A court hearing in Azerbaijan for detained University of Richmond alumnus Adnan Hajizada is expected to begin sometime after Sept. 8, his father said, and a video message with a statement apparently from Hajizada also confirmed.

Hikmet Hajizada, Adnan’s father, said that his family’s requests to meet with him in prison had been repeatedly denied, but that the family was still bringing him food.

“We don’t know how well he is fed,” Hikmet Hajizada said in a telephone conversation, speaking through a translator. “He is not being tortured and he has not complained of poor treatment.”

The girlfriend of Adnan Hajizada, Parvana Persiani, wrote in an e-mail message that he had passed the message seen in the video through his lawyer. His friends responded by making the video, she said.

Because authorities are not actively investigating the case, Persiani said, it’s not immediately clear whether the trial will begin Sept. 8, a date that will be two months after he and fellow Azerbaijani blogger Emin Milli were detained.

Hajizada, 26, and Milli, 30, have been in prison since July 8, when they said they were attacked by two men as they spoke critically about the government and dined at an outdoor restaurant in Baku, the capitol of Azerbaijan.

When the scuffle ended, court documents say, both reported the incident to local police, who instead arrested them and levied charges of hooliganism, a crime that carries one to five years in prison.
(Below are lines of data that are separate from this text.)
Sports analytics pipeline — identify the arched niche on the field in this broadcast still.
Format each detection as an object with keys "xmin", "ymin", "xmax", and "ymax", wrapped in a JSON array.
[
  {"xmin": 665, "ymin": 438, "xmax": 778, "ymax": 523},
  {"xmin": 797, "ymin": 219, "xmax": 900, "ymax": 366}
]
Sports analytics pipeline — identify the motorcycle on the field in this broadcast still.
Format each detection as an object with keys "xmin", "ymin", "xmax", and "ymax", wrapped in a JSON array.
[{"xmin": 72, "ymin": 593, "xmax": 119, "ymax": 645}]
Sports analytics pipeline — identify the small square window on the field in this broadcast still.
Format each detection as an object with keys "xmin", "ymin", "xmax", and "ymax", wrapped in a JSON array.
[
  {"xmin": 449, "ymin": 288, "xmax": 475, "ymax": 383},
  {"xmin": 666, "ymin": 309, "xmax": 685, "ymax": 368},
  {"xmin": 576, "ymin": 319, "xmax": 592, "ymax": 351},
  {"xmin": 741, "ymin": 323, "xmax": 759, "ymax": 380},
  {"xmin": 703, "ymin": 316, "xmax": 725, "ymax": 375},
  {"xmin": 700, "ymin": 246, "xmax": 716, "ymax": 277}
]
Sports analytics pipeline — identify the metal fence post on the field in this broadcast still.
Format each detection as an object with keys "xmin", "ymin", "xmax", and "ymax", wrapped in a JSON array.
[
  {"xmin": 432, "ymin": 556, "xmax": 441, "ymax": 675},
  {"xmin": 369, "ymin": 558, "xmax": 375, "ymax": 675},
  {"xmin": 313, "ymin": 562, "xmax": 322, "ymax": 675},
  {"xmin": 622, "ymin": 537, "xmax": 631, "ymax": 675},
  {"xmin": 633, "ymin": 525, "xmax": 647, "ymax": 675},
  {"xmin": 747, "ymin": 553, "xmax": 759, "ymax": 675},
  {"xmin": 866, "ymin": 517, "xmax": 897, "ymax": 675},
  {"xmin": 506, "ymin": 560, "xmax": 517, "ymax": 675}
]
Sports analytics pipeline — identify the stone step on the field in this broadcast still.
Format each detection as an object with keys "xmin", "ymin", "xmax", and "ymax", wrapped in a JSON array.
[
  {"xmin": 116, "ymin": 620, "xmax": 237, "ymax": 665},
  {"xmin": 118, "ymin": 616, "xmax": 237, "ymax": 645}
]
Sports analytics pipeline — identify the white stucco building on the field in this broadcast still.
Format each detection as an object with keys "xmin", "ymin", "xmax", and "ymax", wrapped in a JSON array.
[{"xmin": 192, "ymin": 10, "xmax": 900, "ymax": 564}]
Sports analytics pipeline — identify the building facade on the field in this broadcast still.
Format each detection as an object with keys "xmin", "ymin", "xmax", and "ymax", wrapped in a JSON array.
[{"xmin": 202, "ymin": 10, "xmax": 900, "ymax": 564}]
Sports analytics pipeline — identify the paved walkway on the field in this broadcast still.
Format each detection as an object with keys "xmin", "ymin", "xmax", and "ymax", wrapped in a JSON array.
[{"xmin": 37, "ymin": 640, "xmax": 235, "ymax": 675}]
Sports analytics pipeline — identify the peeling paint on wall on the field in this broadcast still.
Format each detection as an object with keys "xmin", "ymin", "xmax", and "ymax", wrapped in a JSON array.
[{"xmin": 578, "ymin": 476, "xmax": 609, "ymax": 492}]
A court earlier upheld a decision to keep the bloggers in prison for two months before the start of their trial.

Their alleged attackers — Babek Huseynov and Vusal Mammadov — have countered in a statement that Hajizada and Milli attacked them and started the fight, saying they were “beating us ruthlessly.”

In the interview, his father charged that his son — a 2005 Richmond graduate — had been arrested because of “his activities in the community” and his attempts to exercise “freedom of expression.” That’s a claim that friends, international human rights groups and others agree on.

Press freedom in Azerbaijan exists and is guaranteed by Azerbaijani law, his father said.

“You can say what you like, but you can be prosecuted for it,” he said. “It depends entirely on who is in power, and you are not protected from this prosecution. The international press covers this, but little.”

A U.N. human rights panel in Geneva recently criticized the limits on freedom of speech in Azerbaijan after the closure of independent newspapers in the country and the bloggers’ arrest, The Associated Press is reporting.

The panel expressed that it was “concerned at the extensive limits to the right to freedom of expression of the media” and charged that journalists were often harassed, fearful of lawsuits for alleged libel and subjected to charges of hooliganism, mentioning Hajizada and Milli specifically.

In a report published Friday, panel officials asked the government to lift restrictions on the media and protect journalists and bloggers from the kinds of attacks alleged by Hajizada and Milli.

Hajizada’s father said he had repeatedly warned him about his activism with the OL! Youth Movement and was worried it would result in arrests. His son’s efforts include producing videos and blogging, messages that are distributed through social networking Web sites, including Facebook and Twitter.

Asked whether he expected the trial to be expedited, Hikmet Hajizada acknowledged it was widely expected, but that he wasn’t clear about why they two were in prison.

“There is no investigation,” he said. “They are just sitting in prison and staring at the ceiling — just like in Russia.”